Paraphrasing Joseph C. Kvedar, MD, the Founder and Director of the Center for Connected Health, Big Data will guide policy makers, but it's Small Data that will help patients get better.

Living with and managing a chronic disease, such as chronic kidney disease, is complicated. Small Data can deliver the right information to patients and providers at the right time so that they can do the right thing.

Wednesday, February 19, 2014

Using hand-held technologies to engage patients

Two recent articles take a look at how some small devices - smartphones and tablets - can be used to foster patient engagement.

The smartphone project tackled a tough problem  - supporting patients with chronic disease (in this case, HIV) and heavy alcohol use to reduce their drinking. Expanding on their previous approaches using Interactive Voice Response (IVR) telephone calls, Deborah S HasinEfrat Aharonovich and Eliana Greenstein from Columbia University enrolled 43 alcohol dependent HIV-infected patients and followed them for 60 days. The average number of drinks fell from 9.3 per day to 3.9. An impressive 25.6% were alcohol-free at the end of the two months. You can get all the details from their report in Addiction Science & Clinical Practice.

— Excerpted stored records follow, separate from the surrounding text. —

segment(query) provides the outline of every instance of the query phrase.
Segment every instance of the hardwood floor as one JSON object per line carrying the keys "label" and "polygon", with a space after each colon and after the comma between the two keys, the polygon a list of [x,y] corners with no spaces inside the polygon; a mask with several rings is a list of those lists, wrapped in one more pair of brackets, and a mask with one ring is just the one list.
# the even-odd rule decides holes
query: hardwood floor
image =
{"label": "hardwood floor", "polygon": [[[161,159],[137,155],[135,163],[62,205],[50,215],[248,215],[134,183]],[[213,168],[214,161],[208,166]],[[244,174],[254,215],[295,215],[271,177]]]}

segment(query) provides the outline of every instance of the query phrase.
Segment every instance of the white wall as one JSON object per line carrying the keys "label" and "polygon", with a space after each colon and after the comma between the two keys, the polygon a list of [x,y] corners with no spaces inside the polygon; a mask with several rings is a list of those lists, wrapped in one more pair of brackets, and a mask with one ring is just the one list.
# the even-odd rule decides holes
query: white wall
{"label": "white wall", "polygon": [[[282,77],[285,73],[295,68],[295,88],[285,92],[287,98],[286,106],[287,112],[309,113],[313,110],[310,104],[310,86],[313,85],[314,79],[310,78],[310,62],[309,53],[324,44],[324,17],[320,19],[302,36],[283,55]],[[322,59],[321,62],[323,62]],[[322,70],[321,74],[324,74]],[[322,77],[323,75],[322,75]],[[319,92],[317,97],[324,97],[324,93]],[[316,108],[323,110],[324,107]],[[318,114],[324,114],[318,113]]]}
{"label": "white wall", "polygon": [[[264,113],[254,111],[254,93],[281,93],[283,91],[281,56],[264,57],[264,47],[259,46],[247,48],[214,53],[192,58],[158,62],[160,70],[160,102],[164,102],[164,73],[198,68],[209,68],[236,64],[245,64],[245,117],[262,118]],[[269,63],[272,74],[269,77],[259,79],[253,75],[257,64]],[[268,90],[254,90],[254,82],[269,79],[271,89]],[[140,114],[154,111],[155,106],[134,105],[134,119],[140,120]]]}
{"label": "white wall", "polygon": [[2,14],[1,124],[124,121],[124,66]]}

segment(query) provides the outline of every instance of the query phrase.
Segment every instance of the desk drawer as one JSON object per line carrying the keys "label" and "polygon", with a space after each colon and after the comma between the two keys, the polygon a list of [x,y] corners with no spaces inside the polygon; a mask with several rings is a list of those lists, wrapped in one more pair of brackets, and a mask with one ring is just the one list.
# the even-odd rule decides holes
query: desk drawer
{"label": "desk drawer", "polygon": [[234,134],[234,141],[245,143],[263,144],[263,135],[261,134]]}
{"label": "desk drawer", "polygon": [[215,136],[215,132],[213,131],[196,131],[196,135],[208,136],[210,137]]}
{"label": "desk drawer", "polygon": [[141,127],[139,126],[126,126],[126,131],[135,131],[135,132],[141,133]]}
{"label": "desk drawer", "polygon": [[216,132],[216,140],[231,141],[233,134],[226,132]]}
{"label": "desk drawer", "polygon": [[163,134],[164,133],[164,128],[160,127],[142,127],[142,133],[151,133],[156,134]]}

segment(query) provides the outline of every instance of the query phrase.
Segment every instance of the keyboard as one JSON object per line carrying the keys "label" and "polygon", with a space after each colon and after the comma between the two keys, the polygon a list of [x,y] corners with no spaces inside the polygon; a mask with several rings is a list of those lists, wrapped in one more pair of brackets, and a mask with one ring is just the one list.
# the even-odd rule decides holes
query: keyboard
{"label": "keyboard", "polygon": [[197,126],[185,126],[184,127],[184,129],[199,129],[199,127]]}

The second article provides the early experience with a tablet system that was given to 30 hospitalized patients at the University of California, San Francisco. The iPad2 tablets had an educational program about patient safety and a link to the hospital's patient web portal. The 30 patients were able to use the devices and liked having them. This preliminary report didn't address any changes in outcomes that wiring up inpatients might bring, so it is a little soon to endorse this approach, but they overcame the first hurdles (getting the machines in the hands of the patients and getting the patients to use them). The authors (S. Ryan Greysen, Raman R. Khanna, Ronald Jacolbia, Herman M. Lee, and Andrew D. Auerbach) do promise that they will investigate post-discharge outcomes in future work. You can find this in The Journal of Hospital Medicine.

These innovations have potential. I'm looking forward to some solid assessments (randomized clinical trials, anyone?) in the next few years to help us separate the effective approaches from the marketing chatter.